OpenID Is for Showoffs

Although its proponents tout SSO as the most important feature of OpenID, the standard can be put to better use. The proofs in OpenID allow for a certain kind of interaction that is of great value on the Internet. Roughly, OpenID enables a person to demonstrate control over a given web property to a stranger (who understands OpenID). It’s a web version of showing someone you own a car by hitting the “unlock” button on your key fob. Although this might seem a high-tech form of showing off, it can also be used in reputation systems. For example, a user may demonstrate control over a dozen popular websites to gain access to an exclusive site. The user may also demonstrate ownership of a particular reputation (on eBay, for example).

OpenID not only demonstrates a relationship, but to a degree, projects the status of a relationship, because the demonstration is dynamic (not based on historical certification). Once a user can demonstrate control over a resource (such as reputation), the user can then offer it as collateral in forming a new relationship. Accordingly, in the hands of astute architects, OpenID may be used to reduce risk in relationships. (For more information, see the post “Law of Relational Risk” on the Burton Group Identity and Privacy Strategies blog.)

In short, OpenID may be a convenient, scalable way to project high quality signals to perfect strangers. (For background on the topic of signaling, have a look at the work of Judith Donath). Using OpenID in this way may also satisfy the need for multi-factor identity that I pointed out in my post on the law of relational risk:

… single sign-on (SSO) efforts are often misguided. In the interest of promoting relational continuity, the more authenticated connections the better—particularly if the user can parlay these authentications into improved reputation. Recognition of participants based on multiple channels of connectivity would be the method for improving identity assurance rather than on a single login event.

To me, these are important elements for creating functional online relations and societies. At Catalyst, we’ll be proposing other pieces of a technical architecture to support relational and social processes important to social trust. So if you have any thoughts on the subject, please drop a comment on this post!

[posted by Mike Neuenschwander]

Previous posts on laws of relation describe the dynamics of parties within a relation. But how do discrete relations combine to form complex structures, such as cultures and societies? In this post, I propose the Law of Relational Projection—a postulate on how relations relate to each other. For relations to inter-relate, there must be some notion of a boundary between relations and a theory for how loosely connected relations can coordinate activities.

The Law or Relational Projection
The law of relational projection distinguishes between parties directly involved in a relation from parties with only informational interest—let’s call the latter “observers” for now. Inter-relational dynamics are primarily based on informational projection, by externalizing information about the state, nature, longevity, and outcome of the relation.
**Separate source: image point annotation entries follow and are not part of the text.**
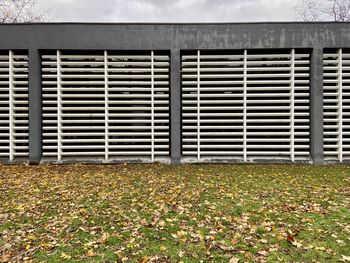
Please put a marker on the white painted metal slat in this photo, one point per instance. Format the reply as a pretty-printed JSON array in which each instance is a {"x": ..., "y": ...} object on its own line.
[
  {"x": 250, "y": 104},
  {"x": 102, "y": 105},
  {"x": 336, "y": 110},
  {"x": 13, "y": 106}
]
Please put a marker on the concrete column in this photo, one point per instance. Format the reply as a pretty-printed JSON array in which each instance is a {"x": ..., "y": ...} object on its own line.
[
  {"x": 35, "y": 107},
  {"x": 316, "y": 106},
  {"x": 175, "y": 106}
]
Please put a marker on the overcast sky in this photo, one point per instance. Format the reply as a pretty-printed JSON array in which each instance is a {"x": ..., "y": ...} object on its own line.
[{"x": 169, "y": 10}]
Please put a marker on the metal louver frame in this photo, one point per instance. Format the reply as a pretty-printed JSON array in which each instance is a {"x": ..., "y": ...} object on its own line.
[
  {"x": 336, "y": 110},
  {"x": 246, "y": 105},
  {"x": 13, "y": 105},
  {"x": 105, "y": 105}
]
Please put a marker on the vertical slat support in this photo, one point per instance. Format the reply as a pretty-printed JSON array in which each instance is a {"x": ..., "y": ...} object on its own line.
[
  {"x": 152, "y": 105},
  {"x": 35, "y": 107},
  {"x": 245, "y": 76},
  {"x": 316, "y": 106},
  {"x": 106, "y": 105},
  {"x": 175, "y": 106},
  {"x": 11, "y": 107},
  {"x": 340, "y": 105},
  {"x": 59, "y": 108},
  {"x": 292, "y": 108},
  {"x": 198, "y": 106}
]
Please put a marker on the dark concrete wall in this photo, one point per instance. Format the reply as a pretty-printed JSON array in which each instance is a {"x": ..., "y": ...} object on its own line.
[{"x": 175, "y": 38}]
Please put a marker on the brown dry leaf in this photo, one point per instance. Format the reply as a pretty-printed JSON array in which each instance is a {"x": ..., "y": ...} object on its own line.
[
  {"x": 345, "y": 258},
  {"x": 5, "y": 257},
  {"x": 90, "y": 253},
  {"x": 234, "y": 260},
  {"x": 65, "y": 256}
]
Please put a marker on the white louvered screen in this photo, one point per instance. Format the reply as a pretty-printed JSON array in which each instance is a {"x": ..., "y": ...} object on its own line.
[
  {"x": 13, "y": 105},
  {"x": 106, "y": 105},
  {"x": 336, "y": 99},
  {"x": 245, "y": 105}
]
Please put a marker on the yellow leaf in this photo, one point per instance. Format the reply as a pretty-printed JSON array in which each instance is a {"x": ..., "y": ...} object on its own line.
[
  {"x": 234, "y": 260},
  {"x": 90, "y": 253},
  {"x": 65, "y": 256}
]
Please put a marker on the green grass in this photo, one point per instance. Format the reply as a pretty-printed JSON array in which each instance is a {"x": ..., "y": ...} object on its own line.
[{"x": 190, "y": 213}]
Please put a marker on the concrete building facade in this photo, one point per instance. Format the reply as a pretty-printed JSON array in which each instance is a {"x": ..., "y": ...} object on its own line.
[{"x": 253, "y": 92}]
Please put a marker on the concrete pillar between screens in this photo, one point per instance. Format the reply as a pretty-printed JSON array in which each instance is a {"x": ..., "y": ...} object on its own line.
[{"x": 35, "y": 107}]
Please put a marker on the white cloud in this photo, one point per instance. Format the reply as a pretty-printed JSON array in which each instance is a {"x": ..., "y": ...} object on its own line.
[{"x": 169, "y": 10}]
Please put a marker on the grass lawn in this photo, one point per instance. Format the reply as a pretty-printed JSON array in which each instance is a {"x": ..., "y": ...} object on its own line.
[{"x": 161, "y": 213}]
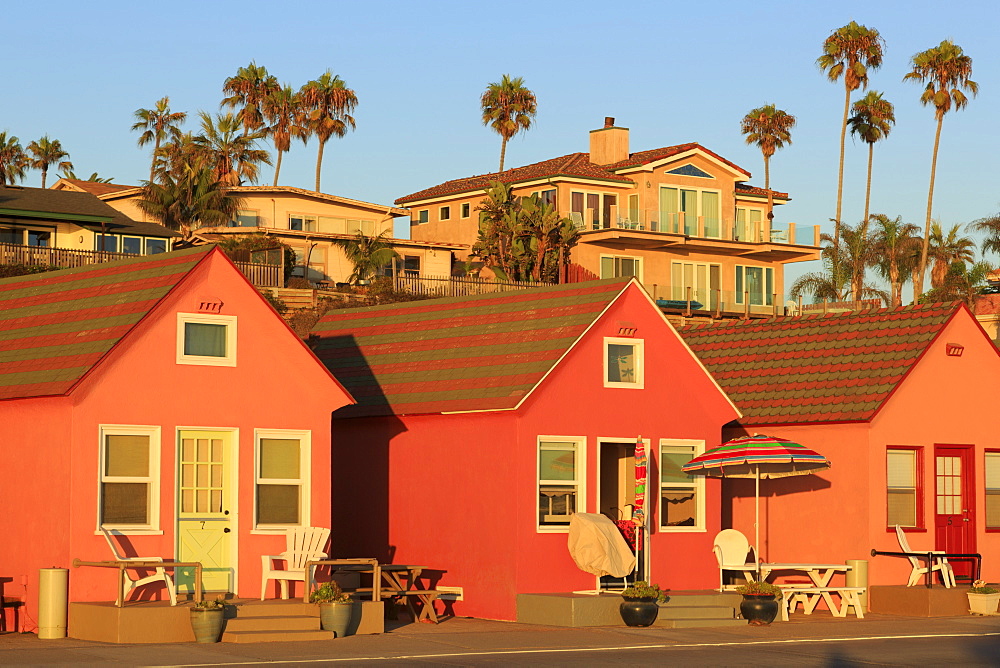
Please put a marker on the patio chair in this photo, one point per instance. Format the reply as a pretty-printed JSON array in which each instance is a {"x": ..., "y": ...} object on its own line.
[
  {"x": 939, "y": 563},
  {"x": 302, "y": 544},
  {"x": 159, "y": 574},
  {"x": 731, "y": 549}
]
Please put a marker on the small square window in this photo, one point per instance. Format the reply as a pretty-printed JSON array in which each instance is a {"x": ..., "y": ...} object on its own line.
[
  {"x": 623, "y": 363},
  {"x": 206, "y": 339}
]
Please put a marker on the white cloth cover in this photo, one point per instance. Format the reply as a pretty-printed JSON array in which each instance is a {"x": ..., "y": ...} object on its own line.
[{"x": 597, "y": 546}]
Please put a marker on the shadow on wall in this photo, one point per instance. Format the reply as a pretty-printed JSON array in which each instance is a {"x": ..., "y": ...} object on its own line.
[{"x": 360, "y": 435}]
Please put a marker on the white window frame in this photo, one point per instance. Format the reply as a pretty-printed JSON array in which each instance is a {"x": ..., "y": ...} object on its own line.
[
  {"x": 697, "y": 484},
  {"x": 152, "y": 479},
  {"x": 640, "y": 359},
  {"x": 304, "y": 481},
  {"x": 208, "y": 319},
  {"x": 580, "y": 466}
]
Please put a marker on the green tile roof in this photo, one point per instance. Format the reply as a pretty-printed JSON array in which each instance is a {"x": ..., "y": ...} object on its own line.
[{"x": 819, "y": 368}]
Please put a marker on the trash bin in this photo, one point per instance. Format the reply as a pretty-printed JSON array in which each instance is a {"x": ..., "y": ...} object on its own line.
[
  {"x": 53, "y": 595},
  {"x": 858, "y": 577}
]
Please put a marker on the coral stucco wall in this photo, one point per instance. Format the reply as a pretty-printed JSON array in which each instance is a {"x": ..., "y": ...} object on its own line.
[
  {"x": 840, "y": 514},
  {"x": 277, "y": 384},
  {"x": 461, "y": 489}
]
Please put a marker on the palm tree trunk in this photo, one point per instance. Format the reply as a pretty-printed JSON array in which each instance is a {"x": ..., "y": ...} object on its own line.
[
  {"x": 277, "y": 168},
  {"x": 319, "y": 162},
  {"x": 918, "y": 284},
  {"x": 840, "y": 181}
]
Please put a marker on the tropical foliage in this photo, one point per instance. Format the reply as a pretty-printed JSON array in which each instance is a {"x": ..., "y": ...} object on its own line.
[
  {"x": 945, "y": 71},
  {"x": 523, "y": 238},
  {"x": 508, "y": 108}
]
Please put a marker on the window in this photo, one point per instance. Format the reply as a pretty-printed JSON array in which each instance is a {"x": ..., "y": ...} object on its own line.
[
  {"x": 613, "y": 266},
  {"x": 992, "y": 475},
  {"x": 682, "y": 496},
  {"x": 129, "y": 489},
  {"x": 903, "y": 493},
  {"x": 560, "y": 480},
  {"x": 282, "y": 479},
  {"x": 154, "y": 246},
  {"x": 755, "y": 285},
  {"x": 623, "y": 363},
  {"x": 205, "y": 339}
]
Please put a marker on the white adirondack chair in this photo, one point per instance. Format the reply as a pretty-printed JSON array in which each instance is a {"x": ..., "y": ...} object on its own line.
[
  {"x": 303, "y": 544},
  {"x": 731, "y": 548},
  {"x": 159, "y": 574},
  {"x": 939, "y": 563}
]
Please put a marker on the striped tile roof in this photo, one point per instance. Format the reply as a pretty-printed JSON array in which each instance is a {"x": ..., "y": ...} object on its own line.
[
  {"x": 55, "y": 326},
  {"x": 819, "y": 368},
  {"x": 485, "y": 352}
]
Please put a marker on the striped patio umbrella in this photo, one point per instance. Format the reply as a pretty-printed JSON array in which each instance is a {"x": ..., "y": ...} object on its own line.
[{"x": 757, "y": 457}]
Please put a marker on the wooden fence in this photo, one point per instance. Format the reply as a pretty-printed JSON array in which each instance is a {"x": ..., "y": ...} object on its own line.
[{"x": 457, "y": 286}]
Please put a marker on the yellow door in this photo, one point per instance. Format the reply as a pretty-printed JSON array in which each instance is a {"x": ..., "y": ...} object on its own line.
[{"x": 203, "y": 503}]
So the law of relational projection is this:

Any party with more than an informational interest in a relationship is a participant in the relationship.
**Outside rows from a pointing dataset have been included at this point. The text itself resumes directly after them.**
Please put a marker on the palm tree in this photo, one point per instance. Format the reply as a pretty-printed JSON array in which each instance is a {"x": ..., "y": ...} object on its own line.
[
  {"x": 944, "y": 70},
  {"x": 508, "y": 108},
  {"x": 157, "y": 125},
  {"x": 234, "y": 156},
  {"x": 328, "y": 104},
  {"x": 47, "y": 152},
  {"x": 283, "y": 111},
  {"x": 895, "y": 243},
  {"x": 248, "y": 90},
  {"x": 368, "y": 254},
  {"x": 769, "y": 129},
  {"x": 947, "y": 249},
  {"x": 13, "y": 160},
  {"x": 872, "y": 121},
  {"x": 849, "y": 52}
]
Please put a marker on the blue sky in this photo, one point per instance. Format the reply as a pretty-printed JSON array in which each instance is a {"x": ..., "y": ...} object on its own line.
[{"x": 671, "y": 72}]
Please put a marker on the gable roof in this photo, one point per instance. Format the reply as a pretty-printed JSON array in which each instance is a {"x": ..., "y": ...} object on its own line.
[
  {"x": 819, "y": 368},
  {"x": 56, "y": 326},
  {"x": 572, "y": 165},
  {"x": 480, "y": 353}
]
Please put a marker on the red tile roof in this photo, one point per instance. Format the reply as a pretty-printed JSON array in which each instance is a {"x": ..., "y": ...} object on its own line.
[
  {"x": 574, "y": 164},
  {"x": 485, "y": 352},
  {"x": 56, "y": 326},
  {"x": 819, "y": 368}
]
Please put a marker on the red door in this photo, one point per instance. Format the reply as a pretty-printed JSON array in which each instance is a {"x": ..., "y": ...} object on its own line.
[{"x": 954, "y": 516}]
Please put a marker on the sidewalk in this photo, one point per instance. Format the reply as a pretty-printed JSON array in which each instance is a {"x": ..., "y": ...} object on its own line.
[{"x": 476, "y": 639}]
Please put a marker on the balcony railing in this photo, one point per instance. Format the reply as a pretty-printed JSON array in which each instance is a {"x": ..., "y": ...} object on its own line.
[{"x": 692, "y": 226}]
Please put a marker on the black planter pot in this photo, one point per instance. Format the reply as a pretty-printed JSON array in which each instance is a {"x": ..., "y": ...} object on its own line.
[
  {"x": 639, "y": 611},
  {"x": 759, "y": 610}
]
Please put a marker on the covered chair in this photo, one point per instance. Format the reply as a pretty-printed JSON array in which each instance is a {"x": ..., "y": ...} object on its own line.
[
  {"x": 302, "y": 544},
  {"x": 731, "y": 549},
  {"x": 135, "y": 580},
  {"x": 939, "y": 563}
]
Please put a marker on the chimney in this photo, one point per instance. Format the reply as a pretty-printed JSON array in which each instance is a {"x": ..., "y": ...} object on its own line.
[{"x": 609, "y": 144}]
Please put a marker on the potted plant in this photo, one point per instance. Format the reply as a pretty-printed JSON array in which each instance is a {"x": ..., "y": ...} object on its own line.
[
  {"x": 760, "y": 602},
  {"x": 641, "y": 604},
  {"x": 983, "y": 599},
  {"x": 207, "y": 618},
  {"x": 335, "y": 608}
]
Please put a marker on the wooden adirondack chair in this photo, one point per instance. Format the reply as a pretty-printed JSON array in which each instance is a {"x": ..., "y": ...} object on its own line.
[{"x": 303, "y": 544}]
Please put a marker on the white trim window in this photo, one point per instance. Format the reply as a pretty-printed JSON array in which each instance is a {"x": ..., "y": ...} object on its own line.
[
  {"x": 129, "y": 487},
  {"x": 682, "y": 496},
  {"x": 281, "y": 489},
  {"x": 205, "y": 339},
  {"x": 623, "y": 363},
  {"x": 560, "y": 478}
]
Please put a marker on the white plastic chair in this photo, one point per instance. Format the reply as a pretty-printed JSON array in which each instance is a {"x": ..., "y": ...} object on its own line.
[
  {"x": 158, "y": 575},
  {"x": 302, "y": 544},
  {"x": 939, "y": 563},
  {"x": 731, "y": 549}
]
Why does this distinction between observers and participants matter? Is the role of the observer so different from the roles of participants? After all, observers can influence the relation they’re observing, too—so why not treat them as the same class as the participants? The answer is that observers and participants present vastly different risks to the relation. The law of relational risk states that participants lose their contribution to a relation if the other parties don’t respond in kind. But this dynamic doesn’t hold true for observers. Because relations can exist with only loose dependencies on observers, the costs of observation are low and don’t require observers to ante up or participants to match relational contributions. But note that the law of relational projection requires that, to be an observer, a party must maintain only informational interest in the proceedings; conversely, at the moment parties interact with other participants they transition from an observer role to a participant role.

To draw a cryptic analogy to atomic theory, relational mechanics involve a kind of “strong force” (which governs the behavior of particles in very close proximity to one another, such as within the nucleus of an atom) whereas inter-relational bodies, such as observers, are influenced by something analogous to the electromagnetic force (which applies to particles outside the grasp of the strong force). For completeness sake, perhaps the gravitational force is something on a macro scale—such as how societies interact—but that’s beyond the scope of this post. Relations, like elements, therefore have a way to influence each other and to combine to form complex structures through projection of information.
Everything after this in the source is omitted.